If the festive menu on offer is a bit more adventurous, and let’s say Goose is being served as opposed to the Turkey then perhaps the wine to serve could be a bit more adventurous. Goose is a stronger flavoured meat than turkey, more like Game and crucially it is a bit fattier than turkey. With a focus on quality this gutsy this South African gem is still relatively new at JN. This wine is a completely different style to those outlined above and would be more of a pairing for the trimmings on your plate but still an excellent choice.
Deep, complex fruitcake richness on the nose, with cassis and violets leaping from the glass followed by cinnamon and nutmeg spices, encased in a perfectly balanced, silky smooth, streamlined body. Misleadingly accessible, despite the current appeal, there is enough underlying power for a long future ahead.
In terms of white wine, a full-bodied wine is the best option. Oaky richness gives sweet spice notes, and creamy lactic acid really benefits the meat that can sometimes be on the dry side.

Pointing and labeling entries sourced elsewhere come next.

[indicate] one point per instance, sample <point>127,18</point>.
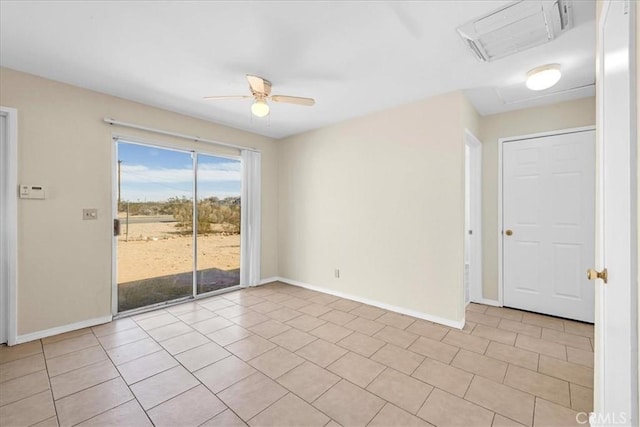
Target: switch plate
<point>89,214</point>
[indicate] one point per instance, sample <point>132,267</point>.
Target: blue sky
<point>156,174</point>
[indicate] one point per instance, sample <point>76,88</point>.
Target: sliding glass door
<point>169,247</point>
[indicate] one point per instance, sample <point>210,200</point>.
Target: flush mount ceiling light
<point>541,78</point>
<point>260,108</point>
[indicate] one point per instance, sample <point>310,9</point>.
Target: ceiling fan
<point>261,92</point>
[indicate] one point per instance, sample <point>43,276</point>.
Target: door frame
<point>475,215</point>
<point>10,246</point>
<point>501,143</point>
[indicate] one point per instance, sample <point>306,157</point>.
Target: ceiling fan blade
<point>293,100</point>
<point>210,98</point>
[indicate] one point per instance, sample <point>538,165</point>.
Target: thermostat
<point>31,191</point>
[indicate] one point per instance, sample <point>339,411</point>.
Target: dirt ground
<point>155,249</point>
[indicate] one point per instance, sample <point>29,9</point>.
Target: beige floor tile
<point>495,334</point>
<point>398,358</point>
<point>502,399</point>
<point>396,336</point>
<point>434,349</point>
<point>117,339</point>
<point>250,347</point>
<point>93,401</point>
<point>349,404</point>
<point>146,366</point>
<point>540,385</point>
<point>191,408</point>
<point>505,313</point>
<point>338,317</point>
<point>478,364</point>
<point>229,335</point>
<point>536,345</point>
<point>199,357</point>
<point>129,352</point>
<point>184,342</point>
<point>517,356</point>
<point>269,329</point>
<point>482,319</point>
<point>357,369</point>
<point>361,344</point>
<point>20,367</point>
<point>224,373</point>
<point>28,411</point>
<point>276,362</point>
<point>70,345</point>
<point>368,312</point>
<point>392,416</point>
<point>83,378</point>
<point>520,328</point>
<point>308,381</point>
<point>293,339</point>
<point>127,414</point>
<point>580,357</point>
<point>470,342</point>
<point>364,326</point>
<point>543,321</point>
<point>428,329</point>
<point>569,340</point>
<point>581,398</point>
<point>315,310</point>
<point>402,390</point>
<point>445,377</point>
<point>284,314</point>
<point>163,386</point>
<point>8,354</point>
<point>444,409</point>
<point>321,352</point>
<point>567,371</point>
<point>290,411</point>
<point>225,419</point>
<point>550,414</point>
<point>169,331</point>
<point>249,397</point>
<point>25,386</point>
<point>157,321</point>
<point>213,324</point>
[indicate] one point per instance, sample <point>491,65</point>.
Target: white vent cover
<point>516,27</point>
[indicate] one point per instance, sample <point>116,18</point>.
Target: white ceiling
<point>353,57</point>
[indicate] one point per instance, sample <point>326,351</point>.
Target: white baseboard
<point>401,310</point>
<point>62,329</point>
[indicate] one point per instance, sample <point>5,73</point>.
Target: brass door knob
<point>593,275</point>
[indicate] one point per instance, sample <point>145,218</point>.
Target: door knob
<point>593,275</point>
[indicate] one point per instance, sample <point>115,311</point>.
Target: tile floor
<point>281,355</point>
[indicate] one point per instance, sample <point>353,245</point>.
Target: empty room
<point>319,213</point>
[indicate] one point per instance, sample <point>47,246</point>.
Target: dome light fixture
<point>543,77</point>
<point>260,108</point>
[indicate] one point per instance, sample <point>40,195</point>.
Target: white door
<point>616,333</point>
<point>548,224</point>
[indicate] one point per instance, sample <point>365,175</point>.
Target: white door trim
<point>475,251</point>
<point>11,222</point>
<point>501,143</point>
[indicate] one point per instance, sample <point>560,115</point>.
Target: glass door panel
<point>218,237</point>
<point>155,260</point>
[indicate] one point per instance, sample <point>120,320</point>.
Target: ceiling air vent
<point>516,27</point>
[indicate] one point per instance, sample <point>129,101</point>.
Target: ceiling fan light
<point>541,78</point>
<point>260,108</point>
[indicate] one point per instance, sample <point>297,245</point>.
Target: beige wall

Powerful and exotic, the 2015 Chardonnay is an embodiment of the artistry and the craft of Cloudy Bay. The 2015 Chardonnay is savoury and complex, a wine whose deftly woven aromatics give way to power on the palate – Tim Heath, Chief Winemaker at Cloudy Bay.
The classic choice for Christmas Dinner is Puligny Montrachet, this is a White Burgundy from Cote de Beaune. The high levels of minerality and acidity in the wine helps to cleanse the palate and compliments all the traditional trimmings.
For those of you who are not fans of Chardonnay and maybe looking for something a little different we recommend this Italian blend of Vermentino, Sauvignon Blanc and Viognier. It will stand up well to the turkey and should please everyone at the table.
Hints of pear, banana and apricot, lavender and white flowers with a touch of sage and spice. A long fresh finish with good aromatical and mineral character.